Unsuspecting stars that wanders too close to the supermassive black hole in the center of their galaxy are torn apart by the black hole's gravity, according to Daily Mail.

Now researchers have shed new light on the violent cataclysm called a tidal disruption event (TDE).  

The new unified model from the University of Copenhagen's Niels Bohr Institute and UC Santa Cruz also helps explain recent observations of these extreme events.

 The breakthrough study, provides a new theoretical perspective for a fast-growing research field.

'Only in the last decade or so have we been able to distinguish TDEs from other galactic phenomena, and the new model will provide us with the basic framework for understanding these rare events,' said coauthor Enrico Ramirez-Ruiz.

In most galaxies, the central black hole is quiescent, not actively consuming any material and therefore not emitting any light. 
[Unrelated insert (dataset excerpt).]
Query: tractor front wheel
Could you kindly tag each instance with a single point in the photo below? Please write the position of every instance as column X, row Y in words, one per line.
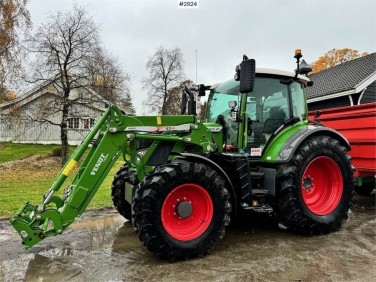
column 122, row 178
column 315, row 187
column 181, row 210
Tidal disruption events are rare, only happening about once every 10,000 years in a typical galaxy. 

When an unlucky star gets torn apart, however, the black hole is 'overfed' with stellar debris for a while and emits intense radiation.

'It is interesting to see how materials get their way into the black hole under such extreme conditions,' said first author Jane Lixin Dai, assistant professor, who led the study. 

'As the black hole is eating the stellar gas, a vast amount of radiation is emitted. 

'The radiation is what we can observe, and using it we can understand the physics and calculate the black hole properties. 

'This makes it extremely interesting to go hunting for tidal disruption events.'

While the same physics is expected to happen in all tidal disruption events, about two dozen of which have been observed so far, the observed properties of these events have shown great variation. 

Some emit mostly x-rays, while others emit mostly visible and ultraviolet light.

Theorists have been struggling to understand this diversity and assemble different pieces of the puzzle into a coherent model.

In the new model, it is the viewing angle of the observer that accounts for differences in the observations.  

'It is like there is a veil that covers part of a beast,' Ramirez-Ruiz explained. 

'From some angles we see an exposed beast, but from other angles we see a covered beast. The beast is the same, but our perceptions are different.'

The model developed by Dai and her collaborators combines elements from general relativity, magnetic fields, radiation, and gas hydrodynamics.